Conclusion and further course:

Not unexpectedly, after the steroid treatment the patient developed an increase in the CMVVL to 2132 IU/mL and was admitted for intravenous ganciclovir. The CMVVL had already spontaneously decreased to 700 IU/mL on the day of ganciclovir initiation – making the virus a less likely etiological factor contributing to the thrombocytopenia.
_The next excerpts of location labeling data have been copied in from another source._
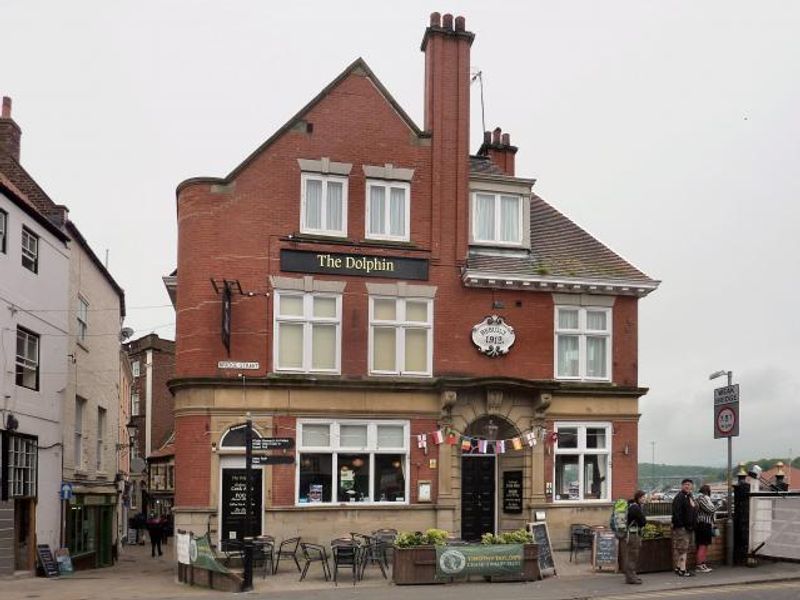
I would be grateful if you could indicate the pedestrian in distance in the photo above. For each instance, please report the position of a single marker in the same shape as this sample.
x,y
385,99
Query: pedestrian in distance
x,y
155,530
705,528
636,522
684,518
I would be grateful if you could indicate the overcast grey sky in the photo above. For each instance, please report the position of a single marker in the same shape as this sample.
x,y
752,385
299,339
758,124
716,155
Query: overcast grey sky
x,y
669,130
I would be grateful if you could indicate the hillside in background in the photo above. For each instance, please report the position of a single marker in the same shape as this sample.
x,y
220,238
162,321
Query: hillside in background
x,y
662,477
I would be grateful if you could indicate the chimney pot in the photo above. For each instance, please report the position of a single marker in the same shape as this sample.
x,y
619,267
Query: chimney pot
x,y
496,135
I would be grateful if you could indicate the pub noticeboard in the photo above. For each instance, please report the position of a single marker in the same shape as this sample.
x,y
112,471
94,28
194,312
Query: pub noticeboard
x,y
234,506
512,492
364,265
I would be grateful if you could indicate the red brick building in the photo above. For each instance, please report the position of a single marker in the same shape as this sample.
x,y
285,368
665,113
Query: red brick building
x,y
388,289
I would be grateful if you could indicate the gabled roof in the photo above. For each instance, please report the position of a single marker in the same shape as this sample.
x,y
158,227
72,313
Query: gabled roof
x,y
563,256
358,67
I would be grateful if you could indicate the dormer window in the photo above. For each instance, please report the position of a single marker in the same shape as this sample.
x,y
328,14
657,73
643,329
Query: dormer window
x,y
497,219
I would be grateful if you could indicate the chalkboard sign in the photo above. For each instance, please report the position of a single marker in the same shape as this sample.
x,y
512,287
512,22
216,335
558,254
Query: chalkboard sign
x,y
512,492
46,560
605,550
541,537
234,507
A new finding of an EBV viraemia 4 log IU/mL, coincided with the decision to administer rituximab for the refractory immune thrombocytopenia, and a response is awaited two days post administration.

Correct Answer: E

References:

  1. Iftikhar, R., et al., Allogeneic hematopoietic stem cell transplantation in aplastic anemia: current indications and transplant strategies. Blood Rev, 2021. 47: p. 100772.
  2. Bento, L., et al., Thrombocytopenia and Therapeutic Strategies after Allogeneic Hematopoietic Stem Cell Transplantation. J Clin Med, 2022. 11(5).
  3. Bielski, M., et al., Prolonged isolated thrombocytopenia after hematopoietic stem cell transplantation: morphologic correlation. Bone Marrow Transplant, 1998. 22(11): p. 1071-6.
  4. Bruno, B., et al., Secondary failure of platelet recovery after hematopoietic stem cell transplantation. Biol Blood Marrow Transplant, 2001. 7(3): p. 154-62.
  5. Kilic Gunes, E., et al., Eltrombopag treatment in thrombocytopenia following hematopoietic stem cell transplantation: A multicenter real-world experience. Leuk Res, 2024. 140: p. 107484.
  6. Peffault de Latour, R., et al., Romiplostim in patients undergoing hematopoietic stem cell transplantation: results of a phase 1/2 multicenter trial. Blood, 2020. 135(3): p. 227-229.